How little has changed. But Hirst’s book grew in stature and, as one edition succeeded another, it grew in size as well as by reputation.
Oslo Accords
Hirst wrote of the Oslo Accords that PLO leader Yasser Arafat signed with Israeli Prime Minister Yitzhak Rabin in September 1993: “It was the first formal step in the process of de-colonisation to which all such European colonial enterprises had submitted, and yet at the same time, the Jewish State being that great exception which proves the rule, it was also to be a last and very limited one.
“For it was of course the Palestinians who, on any true historical reckoning, had made the real concession; for them historically it was pure loss against pure Israeli gain.

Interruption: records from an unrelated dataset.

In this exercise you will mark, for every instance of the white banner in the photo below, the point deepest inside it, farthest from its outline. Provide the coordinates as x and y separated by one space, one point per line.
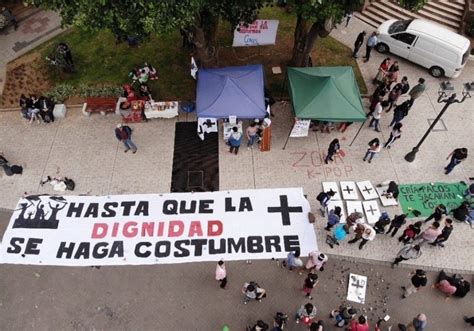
300 128
260 32
158 228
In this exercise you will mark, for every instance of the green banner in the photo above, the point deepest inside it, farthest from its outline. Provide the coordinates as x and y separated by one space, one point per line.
426 196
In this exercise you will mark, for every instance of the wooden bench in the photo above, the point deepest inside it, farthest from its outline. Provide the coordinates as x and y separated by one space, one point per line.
99 104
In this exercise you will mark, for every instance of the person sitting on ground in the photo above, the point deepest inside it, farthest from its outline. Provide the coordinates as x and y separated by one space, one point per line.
293 261
382 222
343 315
334 217
316 261
253 291
306 313
410 232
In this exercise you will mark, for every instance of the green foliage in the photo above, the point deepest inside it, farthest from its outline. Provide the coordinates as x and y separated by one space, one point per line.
412 5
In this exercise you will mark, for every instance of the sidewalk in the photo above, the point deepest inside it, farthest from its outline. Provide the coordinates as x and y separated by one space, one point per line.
85 149
34 28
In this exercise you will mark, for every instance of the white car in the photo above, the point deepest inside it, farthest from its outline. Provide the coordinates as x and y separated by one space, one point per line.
440 50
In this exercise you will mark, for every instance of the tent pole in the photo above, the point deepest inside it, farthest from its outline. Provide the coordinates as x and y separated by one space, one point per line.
358 131
289 134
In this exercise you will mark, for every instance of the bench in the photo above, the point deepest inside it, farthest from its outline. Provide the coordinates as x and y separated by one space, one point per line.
99 104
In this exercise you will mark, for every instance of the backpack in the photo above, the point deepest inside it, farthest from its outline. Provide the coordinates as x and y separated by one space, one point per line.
70 185
320 197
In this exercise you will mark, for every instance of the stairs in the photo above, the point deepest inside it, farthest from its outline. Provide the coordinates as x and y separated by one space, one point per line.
445 12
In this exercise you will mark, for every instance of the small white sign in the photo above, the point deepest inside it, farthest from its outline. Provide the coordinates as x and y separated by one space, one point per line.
260 32
356 288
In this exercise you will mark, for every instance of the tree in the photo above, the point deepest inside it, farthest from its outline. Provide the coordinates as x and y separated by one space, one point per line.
197 19
316 18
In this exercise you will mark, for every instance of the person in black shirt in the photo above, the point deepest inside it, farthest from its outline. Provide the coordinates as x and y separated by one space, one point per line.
417 281
457 156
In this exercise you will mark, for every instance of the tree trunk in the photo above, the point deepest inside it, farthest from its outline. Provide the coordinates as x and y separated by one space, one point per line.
204 35
304 42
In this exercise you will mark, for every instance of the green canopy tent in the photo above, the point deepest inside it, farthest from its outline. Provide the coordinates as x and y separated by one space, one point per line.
326 94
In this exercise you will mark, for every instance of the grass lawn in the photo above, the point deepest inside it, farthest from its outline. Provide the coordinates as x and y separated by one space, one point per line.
99 61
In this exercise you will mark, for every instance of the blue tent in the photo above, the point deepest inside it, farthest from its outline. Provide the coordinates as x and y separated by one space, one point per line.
231 91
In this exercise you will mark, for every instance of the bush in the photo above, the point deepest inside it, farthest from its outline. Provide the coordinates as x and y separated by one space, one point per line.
413 5
62 92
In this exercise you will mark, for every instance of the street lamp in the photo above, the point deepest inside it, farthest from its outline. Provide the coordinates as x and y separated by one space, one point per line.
447 96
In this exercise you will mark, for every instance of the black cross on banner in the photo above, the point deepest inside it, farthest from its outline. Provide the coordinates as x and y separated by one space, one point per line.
367 189
348 189
285 210
371 210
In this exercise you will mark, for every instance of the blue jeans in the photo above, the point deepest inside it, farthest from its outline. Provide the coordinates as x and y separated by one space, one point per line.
252 140
129 144
454 162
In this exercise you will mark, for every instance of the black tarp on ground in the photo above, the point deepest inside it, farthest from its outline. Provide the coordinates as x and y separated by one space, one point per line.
195 162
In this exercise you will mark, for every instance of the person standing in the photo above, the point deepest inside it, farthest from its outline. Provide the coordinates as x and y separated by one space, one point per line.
221 274
323 199
333 149
396 224
439 212
374 149
359 41
445 233
371 43
377 114
334 217
124 134
430 234
417 282
364 232
457 156
309 283
408 252
417 90
395 134
418 324
234 140
251 134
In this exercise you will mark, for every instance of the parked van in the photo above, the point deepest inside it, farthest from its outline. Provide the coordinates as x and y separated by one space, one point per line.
430 45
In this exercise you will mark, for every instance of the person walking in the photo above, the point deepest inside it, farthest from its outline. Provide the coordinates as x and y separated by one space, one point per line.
438 213
395 134
221 274
374 149
360 324
382 222
377 114
334 148
334 217
371 43
306 313
408 252
430 234
417 282
396 224
417 90
358 43
457 156
400 112
251 134
445 233
364 232
323 198
309 283
383 69
234 140
124 134
410 232
418 324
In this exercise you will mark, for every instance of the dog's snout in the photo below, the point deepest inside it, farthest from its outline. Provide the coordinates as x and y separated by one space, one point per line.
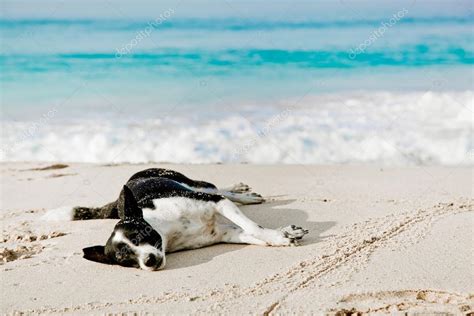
152 261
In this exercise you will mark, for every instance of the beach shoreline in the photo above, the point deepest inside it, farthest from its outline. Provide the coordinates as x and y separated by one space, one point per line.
382 239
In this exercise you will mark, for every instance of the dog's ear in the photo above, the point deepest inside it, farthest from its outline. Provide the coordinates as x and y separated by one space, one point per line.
97 254
130 206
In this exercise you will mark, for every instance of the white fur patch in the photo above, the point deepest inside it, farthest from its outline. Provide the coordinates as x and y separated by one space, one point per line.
64 213
141 251
183 223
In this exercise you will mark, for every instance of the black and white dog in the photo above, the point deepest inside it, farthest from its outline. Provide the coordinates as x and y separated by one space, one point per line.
163 211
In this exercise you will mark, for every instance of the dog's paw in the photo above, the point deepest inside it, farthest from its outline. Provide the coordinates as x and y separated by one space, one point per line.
293 233
239 188
250 198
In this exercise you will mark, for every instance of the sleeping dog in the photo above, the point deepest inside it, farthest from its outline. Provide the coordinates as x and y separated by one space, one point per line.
163 211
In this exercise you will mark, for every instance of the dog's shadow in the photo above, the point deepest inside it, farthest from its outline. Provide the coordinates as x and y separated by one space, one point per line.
270 214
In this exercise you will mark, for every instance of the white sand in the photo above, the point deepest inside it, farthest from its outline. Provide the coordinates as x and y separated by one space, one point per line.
381 240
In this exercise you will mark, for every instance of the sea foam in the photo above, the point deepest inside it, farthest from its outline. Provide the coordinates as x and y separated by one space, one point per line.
378 127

By his own standards, Arafat’s retreat had been breathtaking, incomparably greater than Sadat’s which 16 years before he had denounced as an ‘apostasy’.
“His formal renunciation of 78 percent of historic Palestine had been foreseen. But in addition he had virtually given up the idea of Return for all those, half the Palestinian people, who had been driven out in 1948 and 1967 and ever after regarded it as the supreme goal of the struggle.”
Journalism is known as the first draft of history for a reason, and it is rare that its instant judgements stand the test of time. But Hirst’s words do read as true and as accurate today as they did when they were written.
Hirst was not a journalist who wrote about himself. He had to be persuaded to file the day he escaped kidnap, and even then his description was sparse, because he rightly thought more attention should be given to all the other evils his beloved Beirut, where he lived on the Corniche, was enduring.
I am proud to have published his last two essays in Middle East Eye, one of which we republish today.
I don’t know if Hirst tried to have them published in the Guardian but I am pretty sure what their answer would have been.
The Guardian’s loss was MEE’s gain.
I salute my namesake and only wish all of us can carry on his work and live up to his standards.